Neben Venezuela spielen auch andere Länder mit dem Gedanken, eine eigene Kryptowährung einzuführen. Sollte das Projekt in Südamerika gelingen, können daher andere Staaten nachziehen. So hat bereits das russische Finanzministerium mit der Vorbereitung eines Gesetztes für den Krypto-Rubel begonnen und in China arbeitet man wohl ebenfalls an einer staatlichen Kryptowährung. Auffällig ist, dass mit Venezuela, Russland und China Staaten an einer Kryptowährung arbeiten, die als autokratisch regiert gelten.
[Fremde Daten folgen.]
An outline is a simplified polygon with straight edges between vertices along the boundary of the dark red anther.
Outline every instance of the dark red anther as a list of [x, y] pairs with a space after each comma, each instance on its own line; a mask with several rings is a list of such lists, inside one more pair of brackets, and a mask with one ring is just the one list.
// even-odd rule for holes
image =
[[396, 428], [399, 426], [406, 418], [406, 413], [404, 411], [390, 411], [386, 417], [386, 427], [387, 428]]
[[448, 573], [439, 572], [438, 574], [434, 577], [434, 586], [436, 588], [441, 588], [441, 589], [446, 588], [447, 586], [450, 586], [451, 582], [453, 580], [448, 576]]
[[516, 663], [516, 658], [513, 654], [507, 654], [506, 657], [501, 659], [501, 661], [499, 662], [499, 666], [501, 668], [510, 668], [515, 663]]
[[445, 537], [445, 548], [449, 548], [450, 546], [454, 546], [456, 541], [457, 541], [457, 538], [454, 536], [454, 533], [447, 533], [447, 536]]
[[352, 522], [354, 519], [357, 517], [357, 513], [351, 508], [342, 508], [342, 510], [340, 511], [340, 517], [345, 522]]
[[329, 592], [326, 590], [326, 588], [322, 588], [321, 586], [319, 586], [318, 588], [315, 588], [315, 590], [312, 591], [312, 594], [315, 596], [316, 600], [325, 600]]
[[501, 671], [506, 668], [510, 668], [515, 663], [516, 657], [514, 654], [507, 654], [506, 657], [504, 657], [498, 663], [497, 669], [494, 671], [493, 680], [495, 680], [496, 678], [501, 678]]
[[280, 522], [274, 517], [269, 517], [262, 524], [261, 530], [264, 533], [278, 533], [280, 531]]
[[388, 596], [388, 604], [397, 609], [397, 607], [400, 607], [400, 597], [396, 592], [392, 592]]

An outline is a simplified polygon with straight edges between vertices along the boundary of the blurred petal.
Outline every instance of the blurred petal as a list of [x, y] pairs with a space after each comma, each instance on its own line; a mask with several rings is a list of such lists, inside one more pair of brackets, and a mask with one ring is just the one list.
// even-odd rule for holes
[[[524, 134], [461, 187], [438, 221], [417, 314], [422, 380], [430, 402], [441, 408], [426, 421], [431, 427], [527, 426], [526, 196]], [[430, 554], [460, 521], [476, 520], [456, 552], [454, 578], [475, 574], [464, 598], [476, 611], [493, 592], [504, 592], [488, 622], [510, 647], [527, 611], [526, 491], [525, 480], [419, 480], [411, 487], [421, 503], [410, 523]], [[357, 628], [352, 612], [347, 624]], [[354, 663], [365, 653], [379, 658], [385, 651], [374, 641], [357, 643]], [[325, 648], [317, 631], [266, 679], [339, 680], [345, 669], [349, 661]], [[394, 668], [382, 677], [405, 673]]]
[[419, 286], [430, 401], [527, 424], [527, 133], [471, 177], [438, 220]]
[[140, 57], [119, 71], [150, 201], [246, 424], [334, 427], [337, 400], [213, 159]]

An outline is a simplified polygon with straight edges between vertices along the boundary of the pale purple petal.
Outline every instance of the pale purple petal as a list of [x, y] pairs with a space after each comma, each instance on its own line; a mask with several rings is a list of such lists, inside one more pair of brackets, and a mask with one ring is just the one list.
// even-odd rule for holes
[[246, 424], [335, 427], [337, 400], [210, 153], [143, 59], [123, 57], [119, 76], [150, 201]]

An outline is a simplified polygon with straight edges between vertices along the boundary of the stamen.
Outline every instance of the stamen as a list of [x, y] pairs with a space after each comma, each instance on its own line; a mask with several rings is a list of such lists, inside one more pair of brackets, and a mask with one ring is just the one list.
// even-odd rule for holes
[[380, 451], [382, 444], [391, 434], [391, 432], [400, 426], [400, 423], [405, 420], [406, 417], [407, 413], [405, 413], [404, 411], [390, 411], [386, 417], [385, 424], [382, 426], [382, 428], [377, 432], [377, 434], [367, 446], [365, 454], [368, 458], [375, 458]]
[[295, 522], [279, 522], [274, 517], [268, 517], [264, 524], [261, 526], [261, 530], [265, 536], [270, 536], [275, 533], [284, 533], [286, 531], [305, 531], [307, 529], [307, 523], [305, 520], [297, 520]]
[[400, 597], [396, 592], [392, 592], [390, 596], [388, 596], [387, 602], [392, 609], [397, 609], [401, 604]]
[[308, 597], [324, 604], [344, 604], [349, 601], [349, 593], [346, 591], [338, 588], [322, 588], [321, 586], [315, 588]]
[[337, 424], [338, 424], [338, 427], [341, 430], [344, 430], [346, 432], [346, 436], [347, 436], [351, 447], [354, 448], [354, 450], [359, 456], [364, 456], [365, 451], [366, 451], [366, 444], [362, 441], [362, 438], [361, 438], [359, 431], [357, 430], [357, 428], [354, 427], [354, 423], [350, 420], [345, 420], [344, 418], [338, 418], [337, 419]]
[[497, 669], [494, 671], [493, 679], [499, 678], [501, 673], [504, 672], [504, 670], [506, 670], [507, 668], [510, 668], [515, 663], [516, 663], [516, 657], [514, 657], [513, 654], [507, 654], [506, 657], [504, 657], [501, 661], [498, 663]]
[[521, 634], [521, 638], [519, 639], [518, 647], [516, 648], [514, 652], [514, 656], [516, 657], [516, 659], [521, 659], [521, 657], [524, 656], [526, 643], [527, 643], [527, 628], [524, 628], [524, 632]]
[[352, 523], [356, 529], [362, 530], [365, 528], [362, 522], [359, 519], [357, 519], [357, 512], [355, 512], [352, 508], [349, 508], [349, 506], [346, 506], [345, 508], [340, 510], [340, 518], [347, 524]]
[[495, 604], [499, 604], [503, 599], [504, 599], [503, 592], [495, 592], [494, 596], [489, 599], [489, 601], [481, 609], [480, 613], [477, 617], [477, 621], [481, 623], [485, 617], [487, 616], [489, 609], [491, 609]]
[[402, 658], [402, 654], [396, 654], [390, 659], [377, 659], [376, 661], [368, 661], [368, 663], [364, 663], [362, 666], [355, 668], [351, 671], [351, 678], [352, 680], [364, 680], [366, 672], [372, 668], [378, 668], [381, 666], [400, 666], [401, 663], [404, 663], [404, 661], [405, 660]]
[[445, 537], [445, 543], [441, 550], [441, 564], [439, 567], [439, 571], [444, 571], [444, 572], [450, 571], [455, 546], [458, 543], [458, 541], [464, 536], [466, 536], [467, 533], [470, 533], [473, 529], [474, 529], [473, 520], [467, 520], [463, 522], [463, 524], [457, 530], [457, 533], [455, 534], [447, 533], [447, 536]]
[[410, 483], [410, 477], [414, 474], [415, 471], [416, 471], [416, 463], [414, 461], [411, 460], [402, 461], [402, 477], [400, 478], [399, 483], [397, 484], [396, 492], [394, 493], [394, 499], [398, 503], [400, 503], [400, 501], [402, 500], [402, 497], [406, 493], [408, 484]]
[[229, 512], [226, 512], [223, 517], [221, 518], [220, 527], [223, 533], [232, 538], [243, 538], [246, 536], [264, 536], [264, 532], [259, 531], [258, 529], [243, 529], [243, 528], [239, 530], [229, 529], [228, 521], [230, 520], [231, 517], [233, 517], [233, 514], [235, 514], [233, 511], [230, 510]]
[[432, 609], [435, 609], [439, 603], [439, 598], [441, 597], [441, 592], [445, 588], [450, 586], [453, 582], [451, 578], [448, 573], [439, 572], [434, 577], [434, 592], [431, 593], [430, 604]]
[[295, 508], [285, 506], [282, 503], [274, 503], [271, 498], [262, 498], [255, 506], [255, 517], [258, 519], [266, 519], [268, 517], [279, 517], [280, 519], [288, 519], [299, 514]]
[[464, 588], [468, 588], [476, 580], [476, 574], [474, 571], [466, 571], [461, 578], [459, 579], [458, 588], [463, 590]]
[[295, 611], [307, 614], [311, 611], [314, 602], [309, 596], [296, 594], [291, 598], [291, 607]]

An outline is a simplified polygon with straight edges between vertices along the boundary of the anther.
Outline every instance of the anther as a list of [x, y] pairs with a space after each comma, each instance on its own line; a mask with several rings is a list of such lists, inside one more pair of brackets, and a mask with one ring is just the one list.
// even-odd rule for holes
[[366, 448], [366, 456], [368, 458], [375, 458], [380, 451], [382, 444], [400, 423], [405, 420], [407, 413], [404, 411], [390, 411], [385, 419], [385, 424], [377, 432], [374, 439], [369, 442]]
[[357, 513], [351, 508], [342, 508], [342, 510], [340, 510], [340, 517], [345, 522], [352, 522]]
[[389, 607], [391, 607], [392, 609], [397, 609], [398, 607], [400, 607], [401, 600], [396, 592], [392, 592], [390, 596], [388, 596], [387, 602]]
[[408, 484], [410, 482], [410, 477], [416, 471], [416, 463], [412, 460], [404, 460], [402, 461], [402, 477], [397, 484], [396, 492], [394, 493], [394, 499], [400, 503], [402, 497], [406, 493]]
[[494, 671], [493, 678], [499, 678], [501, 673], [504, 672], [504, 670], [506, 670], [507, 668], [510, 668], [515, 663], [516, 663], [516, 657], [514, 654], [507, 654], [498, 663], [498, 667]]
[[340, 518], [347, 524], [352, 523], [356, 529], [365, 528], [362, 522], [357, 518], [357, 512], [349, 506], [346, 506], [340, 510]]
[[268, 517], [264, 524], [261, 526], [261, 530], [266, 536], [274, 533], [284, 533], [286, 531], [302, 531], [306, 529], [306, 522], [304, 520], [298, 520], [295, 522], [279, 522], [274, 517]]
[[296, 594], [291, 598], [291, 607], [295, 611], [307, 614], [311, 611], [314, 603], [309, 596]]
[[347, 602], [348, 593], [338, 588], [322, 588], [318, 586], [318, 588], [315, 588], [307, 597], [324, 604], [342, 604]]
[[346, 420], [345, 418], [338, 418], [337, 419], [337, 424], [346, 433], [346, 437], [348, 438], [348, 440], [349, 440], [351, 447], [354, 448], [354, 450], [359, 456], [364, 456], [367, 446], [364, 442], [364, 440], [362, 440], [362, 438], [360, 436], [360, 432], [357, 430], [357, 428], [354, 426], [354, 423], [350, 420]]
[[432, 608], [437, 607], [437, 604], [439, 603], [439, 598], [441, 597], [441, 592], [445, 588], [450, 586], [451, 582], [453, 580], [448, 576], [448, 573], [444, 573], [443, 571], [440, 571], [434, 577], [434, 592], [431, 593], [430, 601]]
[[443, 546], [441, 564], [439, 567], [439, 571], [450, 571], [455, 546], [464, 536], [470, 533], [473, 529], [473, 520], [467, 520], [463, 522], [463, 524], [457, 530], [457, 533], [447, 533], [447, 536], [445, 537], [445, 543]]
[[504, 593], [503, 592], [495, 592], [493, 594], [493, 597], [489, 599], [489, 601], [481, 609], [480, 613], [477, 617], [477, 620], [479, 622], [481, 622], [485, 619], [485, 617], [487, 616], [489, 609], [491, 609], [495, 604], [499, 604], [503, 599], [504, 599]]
Daher könnte der Wunsch nach einer staatlichen unabhängigen, dezentral kontrollieren Währung hier genau gegenteilig genutzt werden: Mit Hilfe eine Blockchain könnte man Geldtransfers, die online und schnell erfolgen, kontrollieren und nachverfolgen.

Fazit: Erste Kryptowährung der Welt in Venezuela eingeführt

Venezuela hat mit dem Petro als erster Staat der Welt eine eigene Kryptowährung eingeführt. Sie soll an den Preis einen Barrels Rohöl des ölreichen Landes angebunden sein. Der Petro könnte für Anleger aus Katar, der Türkei, dem Nahen Osten, aber auch aus Europa und Asien interessant sein. Beobachter sind der Ansicht, dass dies ein weiterer wichtiger Schritt ist, damit sich Kryptowährungen in der Finanzwelt etablieren.

Kritiker sehen in der Einführung des Pedro einen Versuch der venezolanischen Regierung, die gegen sie verhängten Sanktionen aus Europa und den USA zu umgehen. Auch von der venezolanischen Opposition kommt Kritik. Venezuela leidet seit Jahren unter einer staatlichen und wirtschaftlichen Krise. Es kam bereits zu massiven Protesten gegen Präsident Maduro und die Bevölkerung leidet unter anderem infolge einer Hyperinflation unter Lebensmittelknappheit.

Möglicherweise könnte der Petro dabei helfen, die Wirtschaft des angeschlagenen Landes wieder zu stabilisieren. Auch in Simbabwe ist der Bitcoin sehr beleibt, da sich das Land in einer sehr schlechten wirtschaftlichen Situation befindet. Neben Venezuela gibt es auch in China und Russland Pläne für eine staatliche Kryptowährung.